Department of Statistical Science, Computer Science, Biostatistics and Bioinformatics, the Rhodes Information Initiative at Duke (iiD) and the Social Science Research Institute (SSRI), Duke University, Durham, NC, USA.
Sci Adv. 2022 Mar 25;8(12):eabi8021. doi: 10.1126/sciadv.abi8021.
Whether the goal is to estimate the number of people that live in a congressional district, to estimate the number of individuals that have died in an armed conflict, or to disambiguate individual authors using bibliographic data, all these applications have a common theme-integrating information from multiple sources. Before such questions can be answered, databases must be cleaned and integrated in a systematic and accurate way, commonly known as structured entity resolution (record linkage or deduplication). Here, we review motivational applications and seminal papers that have led to the growth of this area.

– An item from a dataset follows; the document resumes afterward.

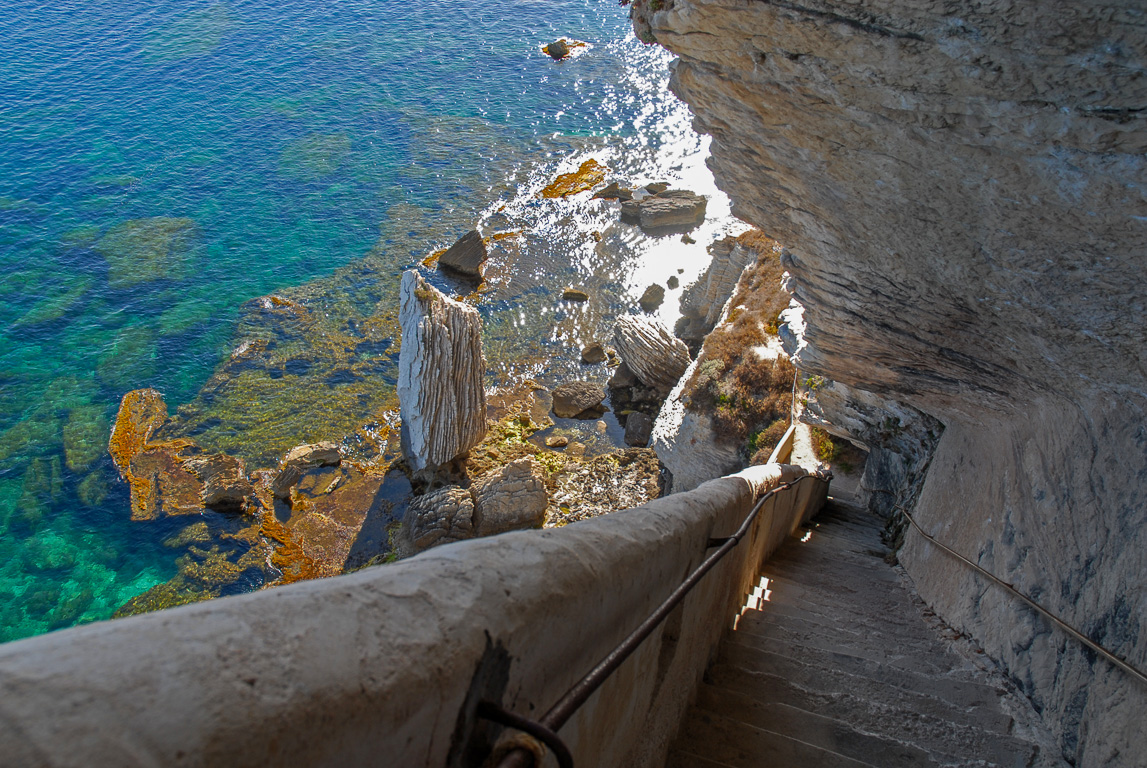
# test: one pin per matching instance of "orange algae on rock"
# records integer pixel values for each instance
(588, 175)
(141, 413)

We review modern probabilistic and Bayesian methods in statistics, computer science, machine learning, database management, economics, political science, and other disciplines that are used throughout industry and academia in applications such as human rights, official statistics, medicine, and citation networks, among others. Last, we discuss current research topics of practical importance.
无论是要估算国会选区的人口数量,还是要估算在武装冲突中死亡的人数,亦或是利用书目数据来消除作者身份的歧义,所有这些应用都有一个共同的主题——整合来自多个来源的信息。在回答此类问题之前,必须以系统且准确的方式清理和整合数据库,这通常被称为结构化实体解析(记录链接或去重)。在此,我们回顾了促使该领域发展的激励性应用和开创性论文。我们还回顾了统计学、计算机科学、机器学习、数据库管理、经济学、政治学以及其他学科中的现代概率和贝叶斯方法,这些方法在整个人权、官方统计、医学和引文网络等行业和学术界的应用中都有使用。最后,我们讨论了当前具有实际重要性的研究课题。